Można go było wkręcić, że jeśli w opakowaniu gumy turbo znalazł karteczkę z samochodem to znaczy, że wygrał ten samochód i niech się zgłosi go dilera samochodowego i ewentualne reklamacje zgłasza tam
Wystawiłam kiedyś na Vinted koszulkę po zaniżonej cenie, to kiedy nie zgodziłam się jeszcze bardziej zejść z ceny, usłyszałam że mam "zjeść kleszcza " Także kulturka XD
Czasami jak mi się nudzi to wchodzę na OLX i szukam fraz z najgorszymi błędami jakie przyjdą mi do głowy. Zwykle się nie zawodzę, zawsze się trafi jakieś "łurzeczko pientrowe", "truj-kont drogowy " albo ubranka do "hsztu". Kurwa, byki to jedno ale niektórzy ludzie piszą jakby byli po wylewie
sprzedaje na vinted, trochę już sprzedałam. Mogę nazwać się szczęściarą, że nie miałam takich grubych akcji i każda transakcja przebiegała szybko i bezproblemowo niczym najlepszy maratończyk?
Z tym "wypinaniem się" w spodniach może też być tak, że po prostu laska chciała sprawdzić, czy będą prześwitywać (ja sprawdzam legginsy na siłownię przed kupnem, czy prześwitują, ale rozciągając je po prostu dłonią, gdy wiszą na wieszaku) ... Co nie zmienia faktu, że na zdjęciu słabo widać, czy coś prześwituje czy nie.
Jak konto bez komentarzy to na 100% fetyszyści, nie raz albo proszą o zdjęcia z wypinaniem się albo tak, żeby było stopy widać, piszą do dużej liczby osób podobnie i szybko mają konta zbanowane.
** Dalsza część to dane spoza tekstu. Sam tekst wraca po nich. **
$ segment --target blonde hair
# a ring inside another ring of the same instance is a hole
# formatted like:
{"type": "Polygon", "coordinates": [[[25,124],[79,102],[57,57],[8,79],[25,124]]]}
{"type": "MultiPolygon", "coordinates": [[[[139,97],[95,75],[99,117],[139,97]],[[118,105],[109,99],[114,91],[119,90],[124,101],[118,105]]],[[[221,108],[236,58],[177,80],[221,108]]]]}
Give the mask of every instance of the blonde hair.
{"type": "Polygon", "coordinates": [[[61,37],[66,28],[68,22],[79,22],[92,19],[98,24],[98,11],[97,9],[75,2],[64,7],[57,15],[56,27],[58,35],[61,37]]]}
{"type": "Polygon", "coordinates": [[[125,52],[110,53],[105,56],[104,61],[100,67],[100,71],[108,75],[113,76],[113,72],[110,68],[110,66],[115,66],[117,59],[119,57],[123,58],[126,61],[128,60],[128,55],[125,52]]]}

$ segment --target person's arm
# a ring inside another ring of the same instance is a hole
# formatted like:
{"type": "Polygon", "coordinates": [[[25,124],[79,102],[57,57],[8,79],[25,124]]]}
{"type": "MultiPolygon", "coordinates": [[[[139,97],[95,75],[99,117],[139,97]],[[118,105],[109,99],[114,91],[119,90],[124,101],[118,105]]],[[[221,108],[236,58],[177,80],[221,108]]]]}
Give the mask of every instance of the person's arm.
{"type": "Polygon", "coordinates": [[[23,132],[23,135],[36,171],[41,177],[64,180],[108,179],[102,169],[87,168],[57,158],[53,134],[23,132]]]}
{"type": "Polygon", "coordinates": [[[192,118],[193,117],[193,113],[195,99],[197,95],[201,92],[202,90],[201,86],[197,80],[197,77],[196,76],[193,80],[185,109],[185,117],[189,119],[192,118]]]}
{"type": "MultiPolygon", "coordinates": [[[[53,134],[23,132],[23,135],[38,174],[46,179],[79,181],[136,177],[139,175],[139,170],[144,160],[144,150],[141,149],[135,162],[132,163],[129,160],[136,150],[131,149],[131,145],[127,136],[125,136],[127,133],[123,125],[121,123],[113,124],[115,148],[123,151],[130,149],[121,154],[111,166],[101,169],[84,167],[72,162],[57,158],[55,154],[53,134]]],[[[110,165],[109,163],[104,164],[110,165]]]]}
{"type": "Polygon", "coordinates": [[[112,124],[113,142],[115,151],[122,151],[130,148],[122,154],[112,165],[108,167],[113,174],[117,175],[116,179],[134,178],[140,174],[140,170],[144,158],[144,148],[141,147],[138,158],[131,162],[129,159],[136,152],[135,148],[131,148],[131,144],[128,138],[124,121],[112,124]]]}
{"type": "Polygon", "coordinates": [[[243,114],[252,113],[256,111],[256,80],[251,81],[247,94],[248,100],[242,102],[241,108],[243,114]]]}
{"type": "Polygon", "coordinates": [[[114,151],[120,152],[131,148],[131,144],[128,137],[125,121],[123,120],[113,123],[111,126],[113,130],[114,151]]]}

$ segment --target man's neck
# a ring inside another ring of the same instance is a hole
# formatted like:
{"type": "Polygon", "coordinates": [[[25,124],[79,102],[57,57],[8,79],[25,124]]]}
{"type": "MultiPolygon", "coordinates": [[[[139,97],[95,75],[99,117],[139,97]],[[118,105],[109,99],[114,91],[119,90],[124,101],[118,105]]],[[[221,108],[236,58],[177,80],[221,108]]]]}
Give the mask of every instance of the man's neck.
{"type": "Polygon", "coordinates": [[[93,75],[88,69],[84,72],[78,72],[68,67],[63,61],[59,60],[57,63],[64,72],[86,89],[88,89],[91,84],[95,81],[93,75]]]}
a to akurat zrozumiałe, ja raz kupiłam na vinted takie cienkie, letnie spodnie, które w realu okazały się eksponować w całości jakie majty mam na sobie .___. kosztowały jakieś grosze ale kurwa no, sprzedawanie takich rzeczy jest jednak trochę słabe, kto chciałby realnie w czymś takim chodzić xD
Jako stary Olx-iarz który nie jeden przedmiot kupował i sprzedawał takich historii mam na pęczki. Trzeba mieć mocną psychę żeby podjąć się sprzedaży na tej platformie. To najwyższa forma kapitalizmu.
ta nowa cenzura przekleństw mnie ujęła w dodatku doceniam tak oryginalne zdefiniowanie i wytłumaczenie handlu na początku filmu, jak zwykle genialne. pozdrawiam z rodzinka 🕴️✨
3:40 - ja się dziwię, że autorka w ogóle prowadziła ten dialog, inteligencją raczej rozmówczyni nie grzeszy, zatem jakość opieki nad pieskiem byłaby prawdopodobnie - lekko mówiąc - dyskusyjna.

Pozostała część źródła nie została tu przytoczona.